Document new options in databricks_model_serving resource (#4789)

alexott · nkvuong · web-flow · commit d14ae30aa99e · 2025-06-20T08:30:07.000Z
## Changes
&lt;!-- Summary of your changes that are easy to understand --&gt;

## Tests
&lt;!-- 
How is this tested? Please see the checklist below and also describe any
other relevant tests
--&gt;

- [x] relevant change in `docs/` folder

---------

Co-authored-by: Vuong &lt;vuong.nguyen@databricks.com&gt;
diff --git a/NEXT_CHANGELOG.md b/NEXT_CHANGELOG.md
@@ -15,6 +15,7 @@
 * Document `tags` attribute in `databricks_pipeline` resource ([#4783](https://github.com/databricks/terraform-provider-databricks/pull/4783)).
 
 * Recommend OAuth instead of PAT in guides ([#4787](https://github.com/databricks/terraform-provider-databricks/pull/4787))
+* Document new options in `databricks_model_serving` resource ([#4789](https://github.com/databricks/terraform-provider-databricks/pull/4789))
 
 ### Exporter
 
diff --git a/docs/resources/model_serving.md b/docs/resources/model_serving.md
@@ -193,9 +193,11 @@ The following arguments are supported:
       * `palm_api_key_plaintext` - The PaLM API key provided as a plaintext string.
 * `entity_name` - The name of the entity to be served.

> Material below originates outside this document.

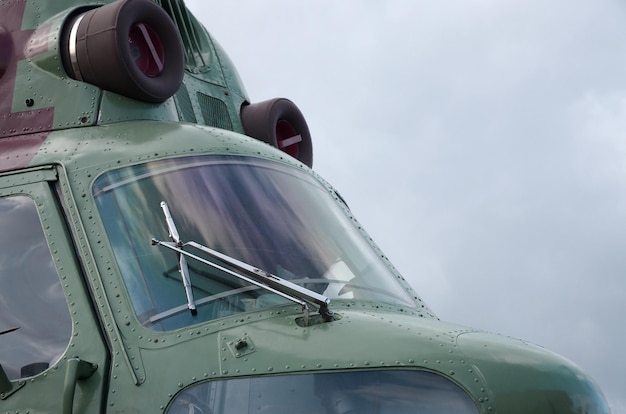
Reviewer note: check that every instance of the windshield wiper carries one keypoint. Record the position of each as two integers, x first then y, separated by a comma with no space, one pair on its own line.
182,262
246,272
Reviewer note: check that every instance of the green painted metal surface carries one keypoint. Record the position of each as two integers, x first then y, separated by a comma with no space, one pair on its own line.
58,135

The entity may be a model in the Databricks Model Registry, a model in the Unity Catalog (UC), or a function of type `FEATURE_SPEC` in the UC. If it is a UC object, the full name of the object should be given in the form of `catalog_name.schema_name.model_name`.
 * `entity_version` - The version of the model in Databricks Model Registry to be served or empty if the entity is a `FEATURE_SPEC`.
-* `min_provisioned_throughput`- The minimum tokens per second that the endpoint can scale down to.
-* `max_provisioned_throughput` -  The maximum tokens per second that the endpoint can scale up to.
-* `workload_size` - The workload size of the served entity. The workload size corresponds to a range of provisioned concurrency that the compute autoscales between. A single unit of provisioned concurrency can process one request at a time. Valid workload sizes are `Small` (4 - 4 provisioned concurrency), `Medium` (8 - 16 provisioned concurrency), and `Large` (16 - 64 provisioned concurrency). If `scale-to-zero` is enabled, the lower bound of the provisioned concurrency for each workload size is 0.
+* `workload_size` - The workload size of the served entity. The workload size corresponds to a range of provisioned concurrency that the compute autoscales between. A single unit of provisioned concurrency can process one request at a time. Valid workload sizes are `Small` (4 - 4 provisioned concurrency), `Medium` (8 - 16 provisioned concurrency), and `Large` (16 - 64 provisioned concurrency). If `scale-to-zero` is enabled, the lower bound of the provisioned concurrency for each workload size is 0. Conflicts with `min_provisioned_concurrency` and `max_provisioned_concurrency`.
+* `min_provisioned_concurrency` - The minimum provisioned concurrency that the endpoint can scale down to. Conflicts with `workload_size`.
+* `max_provisioned_concurrency` - The maximum provisioned concurrency that the endpoint can scale up to. Conflicts with `workload_size`.
+* `min_provisioned_throughput` - The minimum tokens per second that the endpoint can scale down to.
+* `max_provisioned_throughput` - The maximum tokens per second that the endpoint can scale up to.
 * `workload_type` - The workload type of the served entity. The workload type selects which type of compute to use in the endpoint. The default value for this parameter is `CPU`. For deep learning workloads, GPU acceleration is available by selecting workload types like `GPU_SMALL` and others. See the available [GPU types](https://docs.databricks.com/machine-learning/model-serving/create-manage-serving-endpoints.html#gpu-workload-types).
 * `scale_to_zero_enabled` - Whether the compute resources for the served entity should scale down to zero.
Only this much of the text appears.